You can create a restoration task on FusionInsight Manager to restore ClickHouse data. Only manual restoration tasks are supported.

The ClickHouse backup and restoration functions cannot identify the service and structure relationships of objects such as ClickHouse tables, indexes, and views. When executing backup and restoration tasks, you need to manage unified restoration points based on service scenarios to ensure proper service running.

  • Data can be restored only when the system version during data backup is the same as the current system version.
  • To restore the data when services are normal, manually back up the latest management data first and then restore the data. Otherwise, the ClickHouse data that is generated after the data backup and before the data restoration will be lost.

Impact on the System

  • During data restoration, user authentication stops and users cannot create new connections.
  • After the data is restored, the data generated after the data backup and before the data restoration is lost.
  • After the data is restored, the ClickHouse upper-layer applications need to be started.

Prerequisites

  • You have prepared a standby cluster if you need to restore data remotely from HDFS. If the active and standby clusters are deployed in security mode and they are not managed by the same FusionInsight Manager, mutual trust must be configured. For details, see Configuring Cross-Manager Mutual Trust Between Clusters. If the active and standby clusters are deployed in normal mode, no mutual trust is required.
  • The time on the active and standby clusters must be the same, and the NTP service on the active and standby clusters uses the same time source.
  • The database for storing restored data tables, the location for storing the data tables in HDFS, and the list of users who can access the restored data have been planned.
  • The ClickHouse backup file save path is correct.
  • The ClickHouse upper-layer applications are stopped.
  • You have logged in to FusionInsight Manager. For details, see Logging In to FusionInsight Manager.
  • In the active/standby cluster, when restoring data from the remote HDFS to the local host, ensure that the value of HADOOP_RPC_PROTECTION of ClickHouse is the same as that of hadoop.rpc.protection of HDFS.

Procedure

  1. On FusionInsight Manager, choose O&M > Backup and Restoration > Backup Management.
  2. In the row where the specified backup task is located, choose More > View History in the Operation column to display the historical execution records of the backup task.

    In the window that is displayed, select a success record and click View in the Backup Path column to view its backup path information and find the following information:

    • Backup Object: indicates the backup data source.
    • Backup Path: indicates the full path for storing backup files.
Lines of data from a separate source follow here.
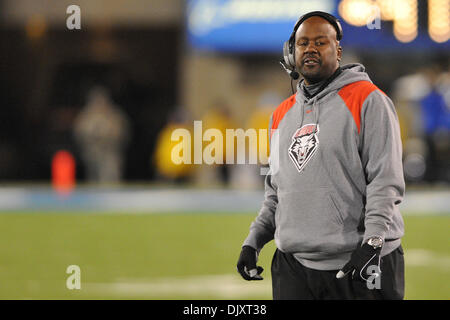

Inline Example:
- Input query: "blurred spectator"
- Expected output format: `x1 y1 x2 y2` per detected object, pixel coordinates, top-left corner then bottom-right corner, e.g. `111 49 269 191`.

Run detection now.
151 108 194 182
232 92 282 189
200 100 236 185
420 67 450 182
74 87 130 183
394 65 450 182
      Select the correct path and copy the full path of backup files in Backup Path.

  3. On FusionInsight Manager, choose O&M > Backup and Restoration > Restoration Management.
  4. Click Create.
  5. Set Task Name to the name of the restoration task.
  6. Select the desired cluster from Recovery Object.
  7. In Restoration Configuration, select ClickHouse under Service data.
  8. Set Path Type of ClickHouse to a restoration directory type.
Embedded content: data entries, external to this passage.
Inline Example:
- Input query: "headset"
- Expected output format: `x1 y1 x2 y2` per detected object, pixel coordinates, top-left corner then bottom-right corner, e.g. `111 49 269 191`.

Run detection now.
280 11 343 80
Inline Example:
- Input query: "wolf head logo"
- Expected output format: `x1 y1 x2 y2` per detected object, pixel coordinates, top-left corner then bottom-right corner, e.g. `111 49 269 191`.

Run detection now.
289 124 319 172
    Table 1 Path for data restoration

    Directory Type

    Description

    RemoteHDFS

    • Indicates that the backup files are stored in the HDFS directory of the standby cluster. If you select this option, you also need to configure the following parameters:
      • Source NameService Name: indicates the NameService name of the backup data cluster, for example, hacluster. You can obtain it from the NameService Management page of HDFS of the standby cluster.
      • IP Mode: indicates the mode of the target IP address. The system automatically selects an IP address mode based on the cluster network type, for example, IPv4 or IPv6.
      • Source Active NameNode IP Address: indicates the service plane IP address of the active NameNode in the standby cluster.
      • Source Standby NameNode IP Address: indicates the service plane IP address of the standby NameNode in the standby cluster.
      • Source NameNode RPC Port: indicates the value of dfs.namenode.rpc.port in the HDFS basic configuration of the destination cluster.
      • Source Path: indicates the full path of the HDFS directory for storing backup data of the standby cluster. For details, see Backup Path obtained in 2. for example, Backup path/Backup task name_Data source_Task creation time/.

    OBS

    Indicates that data is restored from OBS.

    If you select this option, you also need to configure the following parameters:

    • Source Path: indicates the full OBS path of a backup file, for example, Backup path/Backup task name_Data source_Task creation time/Version_Data source_Task execution time.tar.gz.

  9. Click OK.
  10. In the restoration task list, locate a created task and click Start in the Operation column to execute the restoration task.

    • After the restoration is successful, the progress bar is in green.
    • After the restoration is successful, the restoration task cannot be re-executed.
    • If the restoration task fails during the first execution, rectify the fault and click Retry to re-execute the task.